In Nevada, all assets are community property so your spouse is entitled to half of the funds in your pension account from the time you were married to the date of your divorce (see here and here for a discussion of how community property continues to accumulate). You are also entitled to half of her pension. A QDRO could even distribute more than 50% (as high as 100%) as part of a broader asset division. For instance, you keep the house in exchange for giving her 100% of your pension accumulation. It could also work the other way, where she waives her interest in your pension for some other asset.

A domestic relations order is usually prepared by a financial consultant (either court-ordered or agreed by the parties). The order is then submitted to the court for the judge’s signature. It then becomes known as an “issued domestic relations order”. This is then forwarded to the plan’s administrator who must determine whether the order is valid (understandable and fair). The administrator has a duty to act in the interest of the fund holder. If the administrator approves the order it becomes a “qualified domestic relations order” or QDRO and the plan then writes a check for the ex-spouse or “alternate payee”.  Otherwise the plan is returned to the parties for revision. The plan administrator must respond to a domestic relations order is a reasonable time with a reasonable set of procedures. All of this can take several months to occur.

So far, so good. Things start to get complicated on two fronts – how much was contributed during the marriage and what are the contributions worth today?

A defined contribution scheme (DCS) requires you to invest a proportion of your salary in a retirement account (and may be matched by your employer). Your spouse is entitled to half of the total contributions PLUS any accumulation during the marriage. Say you had $100,000 in the 401k on your marriage day and contributed a further $50,000 during your five-year marriage. On the day of your divorce, the fund is worth $180,000.  So, at least $30,000 was earned through your investments on top of any contributions during the marriage. Clearly, the $100,000 is not a marital asset -but how much of the investment income is marital and how much separate income? The law says if funds are co-mingled they become a community asset – so it is very likely that the total community asset will be seen as $180,000-$100,000 = $80,000. The QDRO would then order the plan administrator to distribute $40,000 to your ex-spouse.

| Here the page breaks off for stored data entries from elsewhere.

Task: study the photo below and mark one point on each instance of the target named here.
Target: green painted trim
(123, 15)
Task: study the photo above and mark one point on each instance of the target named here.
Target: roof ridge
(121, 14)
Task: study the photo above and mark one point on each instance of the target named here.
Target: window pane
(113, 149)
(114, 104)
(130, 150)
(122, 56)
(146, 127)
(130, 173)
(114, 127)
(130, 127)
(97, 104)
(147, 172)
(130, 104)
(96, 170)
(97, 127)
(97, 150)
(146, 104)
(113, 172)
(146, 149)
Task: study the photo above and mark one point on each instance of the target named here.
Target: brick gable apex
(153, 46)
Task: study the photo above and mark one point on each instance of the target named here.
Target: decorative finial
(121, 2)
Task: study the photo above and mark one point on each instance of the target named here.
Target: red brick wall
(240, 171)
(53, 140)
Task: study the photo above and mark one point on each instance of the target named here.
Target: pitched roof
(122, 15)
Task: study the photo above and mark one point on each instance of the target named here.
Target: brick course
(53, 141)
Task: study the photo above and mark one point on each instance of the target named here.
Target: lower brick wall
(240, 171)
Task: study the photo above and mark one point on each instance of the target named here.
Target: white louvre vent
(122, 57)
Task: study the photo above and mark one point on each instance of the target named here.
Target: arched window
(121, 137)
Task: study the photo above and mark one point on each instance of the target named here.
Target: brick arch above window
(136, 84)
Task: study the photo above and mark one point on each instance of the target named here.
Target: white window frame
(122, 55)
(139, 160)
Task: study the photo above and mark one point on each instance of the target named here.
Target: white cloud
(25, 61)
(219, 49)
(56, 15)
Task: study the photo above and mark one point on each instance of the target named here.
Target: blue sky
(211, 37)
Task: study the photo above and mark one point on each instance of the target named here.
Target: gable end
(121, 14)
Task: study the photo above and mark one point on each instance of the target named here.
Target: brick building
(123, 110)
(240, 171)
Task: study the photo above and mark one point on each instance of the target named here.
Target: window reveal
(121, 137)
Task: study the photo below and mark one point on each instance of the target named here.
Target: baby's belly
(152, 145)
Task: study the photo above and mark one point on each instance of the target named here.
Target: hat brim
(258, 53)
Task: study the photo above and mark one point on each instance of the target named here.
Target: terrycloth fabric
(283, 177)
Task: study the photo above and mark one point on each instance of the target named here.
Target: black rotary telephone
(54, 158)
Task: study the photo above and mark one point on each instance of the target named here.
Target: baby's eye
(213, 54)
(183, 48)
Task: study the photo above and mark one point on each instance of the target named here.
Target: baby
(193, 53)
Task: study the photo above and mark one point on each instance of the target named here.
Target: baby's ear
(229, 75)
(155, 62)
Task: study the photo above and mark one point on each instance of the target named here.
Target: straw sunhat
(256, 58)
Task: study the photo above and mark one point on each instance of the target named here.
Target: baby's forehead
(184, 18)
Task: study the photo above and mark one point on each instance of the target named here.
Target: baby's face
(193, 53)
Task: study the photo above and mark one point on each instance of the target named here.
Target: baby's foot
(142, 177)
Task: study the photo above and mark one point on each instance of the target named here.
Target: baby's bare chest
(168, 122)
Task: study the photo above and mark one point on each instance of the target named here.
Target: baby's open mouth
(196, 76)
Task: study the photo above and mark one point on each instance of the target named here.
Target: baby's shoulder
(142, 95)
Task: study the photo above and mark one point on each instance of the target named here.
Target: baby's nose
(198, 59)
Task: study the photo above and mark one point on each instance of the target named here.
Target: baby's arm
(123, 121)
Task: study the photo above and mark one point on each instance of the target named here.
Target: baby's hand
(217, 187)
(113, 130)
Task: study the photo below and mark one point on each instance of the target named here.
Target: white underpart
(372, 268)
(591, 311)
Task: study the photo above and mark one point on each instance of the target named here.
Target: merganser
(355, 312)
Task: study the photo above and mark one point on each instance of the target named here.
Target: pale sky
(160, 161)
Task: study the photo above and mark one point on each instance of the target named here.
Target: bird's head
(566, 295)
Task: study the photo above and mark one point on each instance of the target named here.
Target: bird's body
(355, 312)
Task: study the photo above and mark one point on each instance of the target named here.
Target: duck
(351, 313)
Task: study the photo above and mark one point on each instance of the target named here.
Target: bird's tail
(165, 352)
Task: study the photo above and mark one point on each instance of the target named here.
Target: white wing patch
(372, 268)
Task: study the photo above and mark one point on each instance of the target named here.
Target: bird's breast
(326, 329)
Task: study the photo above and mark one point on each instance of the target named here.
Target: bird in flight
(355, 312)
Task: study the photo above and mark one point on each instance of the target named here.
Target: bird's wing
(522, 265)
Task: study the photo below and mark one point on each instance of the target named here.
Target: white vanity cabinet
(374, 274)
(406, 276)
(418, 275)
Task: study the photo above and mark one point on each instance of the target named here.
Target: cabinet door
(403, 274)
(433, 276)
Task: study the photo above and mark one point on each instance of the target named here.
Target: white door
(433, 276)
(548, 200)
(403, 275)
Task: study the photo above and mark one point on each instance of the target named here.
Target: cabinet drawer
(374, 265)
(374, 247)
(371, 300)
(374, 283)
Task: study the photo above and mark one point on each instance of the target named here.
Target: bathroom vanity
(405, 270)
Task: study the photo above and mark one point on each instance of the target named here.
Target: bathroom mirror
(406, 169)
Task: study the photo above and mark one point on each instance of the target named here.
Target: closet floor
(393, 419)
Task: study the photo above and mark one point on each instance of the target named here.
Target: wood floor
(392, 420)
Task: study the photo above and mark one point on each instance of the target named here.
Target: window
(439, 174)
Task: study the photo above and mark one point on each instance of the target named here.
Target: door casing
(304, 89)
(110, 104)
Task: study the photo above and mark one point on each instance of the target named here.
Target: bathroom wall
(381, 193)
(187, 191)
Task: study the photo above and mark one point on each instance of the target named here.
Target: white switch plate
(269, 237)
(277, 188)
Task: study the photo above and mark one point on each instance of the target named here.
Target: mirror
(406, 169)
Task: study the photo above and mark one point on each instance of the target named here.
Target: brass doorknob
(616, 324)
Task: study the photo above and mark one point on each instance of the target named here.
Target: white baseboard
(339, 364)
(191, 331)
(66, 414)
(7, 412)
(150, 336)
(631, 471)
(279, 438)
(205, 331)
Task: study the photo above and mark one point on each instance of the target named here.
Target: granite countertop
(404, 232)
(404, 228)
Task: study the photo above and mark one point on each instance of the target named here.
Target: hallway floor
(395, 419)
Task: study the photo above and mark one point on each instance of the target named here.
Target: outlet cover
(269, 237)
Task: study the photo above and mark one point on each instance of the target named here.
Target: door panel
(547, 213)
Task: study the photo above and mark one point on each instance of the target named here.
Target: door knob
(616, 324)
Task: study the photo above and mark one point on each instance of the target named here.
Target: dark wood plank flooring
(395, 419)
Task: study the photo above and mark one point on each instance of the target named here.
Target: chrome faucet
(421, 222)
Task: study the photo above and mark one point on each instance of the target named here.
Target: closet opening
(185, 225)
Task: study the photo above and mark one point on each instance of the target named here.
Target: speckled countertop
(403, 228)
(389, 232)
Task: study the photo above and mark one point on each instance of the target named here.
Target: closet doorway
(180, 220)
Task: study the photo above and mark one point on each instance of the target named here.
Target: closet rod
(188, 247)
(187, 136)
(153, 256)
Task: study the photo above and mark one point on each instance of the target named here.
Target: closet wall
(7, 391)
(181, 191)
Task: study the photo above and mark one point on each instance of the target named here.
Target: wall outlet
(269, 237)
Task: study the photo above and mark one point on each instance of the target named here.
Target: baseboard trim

Complications can also occur if the fund declines in value from the day of divorce to the day of distribution by the plan administrator.  Say the value of the 401k was only $160,000 on the day of distribution (a drop of $20,000 in value). Is it fair to distribute $40,000 to your ex-spouse? Clearly not and some plan administrators may reasonably reject such a request. This is why it may be better to write a QDRO in terms of a percentage of units in a fund – if the fund has 500 units then your spouse receives 250 units – whatever they are worth on the day of distribution.

Even more problematic is a defined benefits scheme (or DBS). Here a pension contribution buys a certain benefit after retirement (such as 50% of your final salary for life after twenty years service). Typically the proportion of the final salary may fall or rise depending on years of services. The pension may also be indexed to inflation, carry a lump sum option, or other benefits. Although complex calculations can be involved, the simplest method might be to award of percentage of the benefit when you retire to your ex-spouse based on the length of the marriage.  The percentage may be contentious – let’s assume your receive 50% of your final salary after 20 years service but only 20% of your final salary after ten years service. Let’s assume you were married for the first ten years but then served another 20 years in the company. Should your ex-spouse receive 10% or 25% of your final salary? What if the situation were reversed – not married the first ten years and married the second ten years? Often this will just come down to the judge making a ruling rather than the parties reaching a agreement.

Naturally, all of this can become much more interesting when multiple DCS and DBS accounts are involved!